Hyperactivation of PI3K signaling is common in cancers but the precise role of the pathway in glioma biology remains to be determined. Some understanding of PI3K signaling mechanisms in brain cancer comes from studies on neural stem/progenitor cells, where signals transmitted via the PI3K pathway cooperate with other intracellular pathways and downstream transcription factors to regulate critical cell functions.

Methods

To investigate the role for the PI3K pathway in glioma initiation and development, we generated a mouse model targeting the inducible expression of a PIK3CA^H1047A oncogenic mutant and deletion of the PI3K negative regulator, PTEN, to neural stem/progenitor cells (NSPCs).

Results

Expression of a Pik3ca^H1047A was sufficient to generate tumors with oligodendroglial features but simultaneous loss of PTEN was required for the development of invasive, high-grade glioma.

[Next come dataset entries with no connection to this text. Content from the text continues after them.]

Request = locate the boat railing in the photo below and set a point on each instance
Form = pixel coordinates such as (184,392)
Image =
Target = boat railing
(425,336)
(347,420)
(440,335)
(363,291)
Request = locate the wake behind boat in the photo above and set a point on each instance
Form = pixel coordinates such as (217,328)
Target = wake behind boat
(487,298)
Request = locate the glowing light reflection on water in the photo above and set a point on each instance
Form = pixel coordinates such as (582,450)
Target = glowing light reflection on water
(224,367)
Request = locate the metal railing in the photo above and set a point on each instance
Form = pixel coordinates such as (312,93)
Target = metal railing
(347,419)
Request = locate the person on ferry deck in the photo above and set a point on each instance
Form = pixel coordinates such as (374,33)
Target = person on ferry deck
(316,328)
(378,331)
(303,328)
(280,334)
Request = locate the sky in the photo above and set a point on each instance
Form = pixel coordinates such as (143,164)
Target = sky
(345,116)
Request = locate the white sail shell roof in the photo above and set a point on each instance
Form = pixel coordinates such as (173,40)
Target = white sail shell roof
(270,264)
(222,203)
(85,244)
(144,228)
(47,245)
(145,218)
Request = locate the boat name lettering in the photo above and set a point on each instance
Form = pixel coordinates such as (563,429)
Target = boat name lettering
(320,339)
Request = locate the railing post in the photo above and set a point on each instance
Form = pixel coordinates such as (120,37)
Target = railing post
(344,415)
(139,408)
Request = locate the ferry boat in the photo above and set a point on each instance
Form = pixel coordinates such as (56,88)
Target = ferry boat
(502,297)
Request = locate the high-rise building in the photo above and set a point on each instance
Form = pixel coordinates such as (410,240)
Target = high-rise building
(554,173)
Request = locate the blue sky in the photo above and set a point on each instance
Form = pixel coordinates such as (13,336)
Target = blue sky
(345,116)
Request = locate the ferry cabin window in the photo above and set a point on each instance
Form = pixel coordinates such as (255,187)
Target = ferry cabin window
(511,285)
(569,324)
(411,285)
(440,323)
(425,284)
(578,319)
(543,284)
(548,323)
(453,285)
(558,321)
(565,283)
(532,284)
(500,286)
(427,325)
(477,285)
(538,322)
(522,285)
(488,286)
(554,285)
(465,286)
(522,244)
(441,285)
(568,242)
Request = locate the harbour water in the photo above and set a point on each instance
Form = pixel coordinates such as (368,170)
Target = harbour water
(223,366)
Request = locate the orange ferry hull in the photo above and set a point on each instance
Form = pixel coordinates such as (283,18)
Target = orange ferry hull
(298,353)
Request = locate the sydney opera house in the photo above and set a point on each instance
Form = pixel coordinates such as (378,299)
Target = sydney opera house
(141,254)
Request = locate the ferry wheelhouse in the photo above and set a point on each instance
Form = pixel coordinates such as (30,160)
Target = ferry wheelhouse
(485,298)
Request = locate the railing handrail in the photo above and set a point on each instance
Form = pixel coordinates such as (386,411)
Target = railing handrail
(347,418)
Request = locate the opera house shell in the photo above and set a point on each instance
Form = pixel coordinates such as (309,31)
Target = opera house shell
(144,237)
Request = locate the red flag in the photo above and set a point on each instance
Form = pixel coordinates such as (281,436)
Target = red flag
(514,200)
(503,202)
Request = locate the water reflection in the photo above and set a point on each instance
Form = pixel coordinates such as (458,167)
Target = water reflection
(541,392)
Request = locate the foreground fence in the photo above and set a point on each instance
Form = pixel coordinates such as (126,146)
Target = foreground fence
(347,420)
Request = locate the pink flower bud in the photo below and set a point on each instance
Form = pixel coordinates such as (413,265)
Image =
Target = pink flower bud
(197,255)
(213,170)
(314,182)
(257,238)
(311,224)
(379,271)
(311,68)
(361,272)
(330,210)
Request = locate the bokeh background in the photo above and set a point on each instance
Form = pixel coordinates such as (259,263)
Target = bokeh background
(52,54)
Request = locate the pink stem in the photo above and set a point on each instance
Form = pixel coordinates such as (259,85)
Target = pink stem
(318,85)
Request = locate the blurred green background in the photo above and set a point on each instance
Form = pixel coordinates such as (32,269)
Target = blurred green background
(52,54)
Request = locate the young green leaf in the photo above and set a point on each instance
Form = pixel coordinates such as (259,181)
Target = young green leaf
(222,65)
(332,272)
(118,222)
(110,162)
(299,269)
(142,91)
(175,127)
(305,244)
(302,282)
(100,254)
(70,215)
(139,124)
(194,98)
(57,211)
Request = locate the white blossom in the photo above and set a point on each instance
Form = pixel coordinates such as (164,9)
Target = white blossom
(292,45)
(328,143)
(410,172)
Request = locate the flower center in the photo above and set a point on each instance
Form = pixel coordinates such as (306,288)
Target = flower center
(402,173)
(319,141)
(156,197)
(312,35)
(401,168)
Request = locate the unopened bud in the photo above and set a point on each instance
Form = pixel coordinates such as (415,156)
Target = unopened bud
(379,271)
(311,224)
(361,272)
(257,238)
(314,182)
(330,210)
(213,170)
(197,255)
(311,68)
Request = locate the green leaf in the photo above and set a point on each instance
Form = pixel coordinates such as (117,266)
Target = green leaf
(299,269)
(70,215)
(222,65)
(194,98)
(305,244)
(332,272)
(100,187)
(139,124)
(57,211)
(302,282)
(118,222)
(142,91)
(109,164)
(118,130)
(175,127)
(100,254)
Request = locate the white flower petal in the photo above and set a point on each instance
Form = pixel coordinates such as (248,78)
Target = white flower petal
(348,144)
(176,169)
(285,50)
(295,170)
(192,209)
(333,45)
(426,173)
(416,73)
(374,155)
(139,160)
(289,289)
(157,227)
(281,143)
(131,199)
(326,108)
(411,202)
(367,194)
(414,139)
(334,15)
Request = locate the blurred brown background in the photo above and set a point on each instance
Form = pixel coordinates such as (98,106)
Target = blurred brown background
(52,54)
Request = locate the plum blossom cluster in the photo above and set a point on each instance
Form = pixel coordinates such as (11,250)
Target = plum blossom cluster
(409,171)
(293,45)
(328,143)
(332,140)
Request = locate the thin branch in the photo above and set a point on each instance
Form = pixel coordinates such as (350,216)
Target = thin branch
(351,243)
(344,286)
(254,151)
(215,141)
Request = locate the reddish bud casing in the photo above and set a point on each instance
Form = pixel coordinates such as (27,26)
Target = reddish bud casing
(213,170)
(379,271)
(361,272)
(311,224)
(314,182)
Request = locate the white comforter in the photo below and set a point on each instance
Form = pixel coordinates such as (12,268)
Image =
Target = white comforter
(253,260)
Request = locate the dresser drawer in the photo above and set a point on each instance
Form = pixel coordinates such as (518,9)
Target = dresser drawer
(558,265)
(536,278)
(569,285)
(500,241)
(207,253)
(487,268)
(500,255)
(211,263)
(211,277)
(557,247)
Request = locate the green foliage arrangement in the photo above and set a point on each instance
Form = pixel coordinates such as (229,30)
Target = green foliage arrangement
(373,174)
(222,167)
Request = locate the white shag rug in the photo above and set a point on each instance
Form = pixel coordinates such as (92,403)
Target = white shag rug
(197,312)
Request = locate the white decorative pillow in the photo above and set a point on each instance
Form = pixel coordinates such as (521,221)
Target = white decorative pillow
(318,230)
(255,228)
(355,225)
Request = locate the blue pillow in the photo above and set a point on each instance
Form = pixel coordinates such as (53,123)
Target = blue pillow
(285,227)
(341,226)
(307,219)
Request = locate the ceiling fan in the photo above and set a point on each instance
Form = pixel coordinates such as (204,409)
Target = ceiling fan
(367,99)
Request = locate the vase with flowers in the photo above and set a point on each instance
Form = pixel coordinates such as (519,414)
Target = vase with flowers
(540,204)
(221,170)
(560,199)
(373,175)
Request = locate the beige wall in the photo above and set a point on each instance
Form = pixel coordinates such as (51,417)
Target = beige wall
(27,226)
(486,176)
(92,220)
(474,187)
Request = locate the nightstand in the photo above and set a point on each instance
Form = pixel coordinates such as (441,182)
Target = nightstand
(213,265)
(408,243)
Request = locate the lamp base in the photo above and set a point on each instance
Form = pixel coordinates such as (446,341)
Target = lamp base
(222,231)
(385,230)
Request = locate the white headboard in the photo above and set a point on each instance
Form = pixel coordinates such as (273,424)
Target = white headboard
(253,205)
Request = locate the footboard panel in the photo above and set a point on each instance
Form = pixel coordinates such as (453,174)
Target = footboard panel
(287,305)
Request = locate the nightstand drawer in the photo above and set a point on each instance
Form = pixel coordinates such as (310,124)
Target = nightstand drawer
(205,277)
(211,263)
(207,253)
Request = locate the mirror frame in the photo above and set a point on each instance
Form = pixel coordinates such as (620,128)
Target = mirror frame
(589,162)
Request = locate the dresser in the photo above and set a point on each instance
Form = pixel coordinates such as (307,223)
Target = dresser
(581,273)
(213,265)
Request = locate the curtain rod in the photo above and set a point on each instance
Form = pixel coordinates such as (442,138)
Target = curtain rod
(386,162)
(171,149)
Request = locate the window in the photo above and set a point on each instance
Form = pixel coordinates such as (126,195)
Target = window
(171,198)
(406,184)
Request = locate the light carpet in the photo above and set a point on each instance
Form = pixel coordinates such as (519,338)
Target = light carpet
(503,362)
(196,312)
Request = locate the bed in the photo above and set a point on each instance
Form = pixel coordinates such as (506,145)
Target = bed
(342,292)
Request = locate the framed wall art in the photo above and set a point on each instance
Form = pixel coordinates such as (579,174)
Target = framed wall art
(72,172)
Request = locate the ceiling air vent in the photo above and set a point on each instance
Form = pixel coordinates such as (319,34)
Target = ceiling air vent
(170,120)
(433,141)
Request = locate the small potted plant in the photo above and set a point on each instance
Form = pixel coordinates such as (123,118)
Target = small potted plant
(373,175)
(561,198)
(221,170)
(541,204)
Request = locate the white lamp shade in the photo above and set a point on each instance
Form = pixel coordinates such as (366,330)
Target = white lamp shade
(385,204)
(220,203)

Pik3ca^H1047A-PTEN mutant NSPCs exhibited enhanced neurosphere formation which correlated with increased WNT signaling, while loss of CREB in Pik3ca^H1047A-Pten mutant tumors led to longer symptom-free survival in mice.

Conclusion

Taken together, our findings present a novel mouse model for glioma demonstrating that the PI3K pathway is important for initiation of tumorigenesis and that disruption of downstream CREB signaling attenuates tumor expansion.